Mortgage applications slip, but house flips are on the rise

As rising mortgage rates cause fewer individuals to submit home loan applications, real estate agents nationwide may be able to take a moment to relax and plan ahead for future business.

As rising mortgage rates cause fewer individuals to submit home loan applications, real estate agents nationwide may be able to take a moment to relax and plan ahead for future business. 

The Mortgage Bankers Association's Weekly Mortgage Applications Survey for the week ending May 24 detailed a week-over-week decline in consumer activity, as the Market Composite Index fell 8.8 percent. The organization's Purchase Index improved by 3 percent last week, as the Refinance Index ticked down 12 percent to the lowest level observed since December 2012.
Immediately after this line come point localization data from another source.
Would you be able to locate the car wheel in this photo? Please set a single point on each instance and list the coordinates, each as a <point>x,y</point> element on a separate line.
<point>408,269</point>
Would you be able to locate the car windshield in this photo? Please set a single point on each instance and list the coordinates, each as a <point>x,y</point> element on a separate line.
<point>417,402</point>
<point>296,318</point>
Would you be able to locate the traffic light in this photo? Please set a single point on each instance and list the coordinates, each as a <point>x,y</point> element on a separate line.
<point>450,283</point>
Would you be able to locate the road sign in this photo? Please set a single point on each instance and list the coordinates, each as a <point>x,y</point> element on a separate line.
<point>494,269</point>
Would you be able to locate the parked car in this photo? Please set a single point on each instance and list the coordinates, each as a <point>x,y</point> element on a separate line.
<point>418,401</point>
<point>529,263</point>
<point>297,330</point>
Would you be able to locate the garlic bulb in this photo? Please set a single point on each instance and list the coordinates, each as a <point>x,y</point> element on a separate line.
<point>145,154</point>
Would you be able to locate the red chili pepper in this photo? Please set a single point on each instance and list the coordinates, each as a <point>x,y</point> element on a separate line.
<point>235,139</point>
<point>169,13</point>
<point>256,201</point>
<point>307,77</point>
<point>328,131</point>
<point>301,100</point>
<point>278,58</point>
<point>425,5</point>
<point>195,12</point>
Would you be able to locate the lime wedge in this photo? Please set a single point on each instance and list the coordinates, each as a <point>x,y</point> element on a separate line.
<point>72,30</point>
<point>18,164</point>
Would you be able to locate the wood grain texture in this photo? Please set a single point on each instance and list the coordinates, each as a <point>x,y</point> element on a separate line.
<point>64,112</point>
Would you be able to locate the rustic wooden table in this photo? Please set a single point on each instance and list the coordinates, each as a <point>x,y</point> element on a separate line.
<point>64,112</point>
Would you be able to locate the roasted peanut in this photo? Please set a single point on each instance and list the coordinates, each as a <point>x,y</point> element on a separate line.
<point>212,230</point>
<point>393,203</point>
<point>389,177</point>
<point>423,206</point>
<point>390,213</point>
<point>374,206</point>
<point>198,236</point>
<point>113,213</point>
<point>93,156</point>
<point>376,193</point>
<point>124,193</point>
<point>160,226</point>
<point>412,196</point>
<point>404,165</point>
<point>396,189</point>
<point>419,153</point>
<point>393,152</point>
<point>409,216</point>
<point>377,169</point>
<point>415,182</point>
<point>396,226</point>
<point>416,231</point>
However, just because fewer applications for residential financing were submitted, doesn't mean the housing market has lost any momentum. A recent article in the Wall Street Journal outlined a nationwide increase in house flipping - the process in which real estate investors purchase distressed properties, rehabilitate them and then list them on the local market in hopes of realizing a large return. 

The growing popularity of this practice may see the nation's inventory of foreclosed houses shrink, and supply of available single-family homes increase considerably. Accordingly, public property records may see housing sales continue to bolster in the coming months.

Due to this possibility, real estate agents may want to prepare themselves - and their schedules - for a busy summer homebuying season.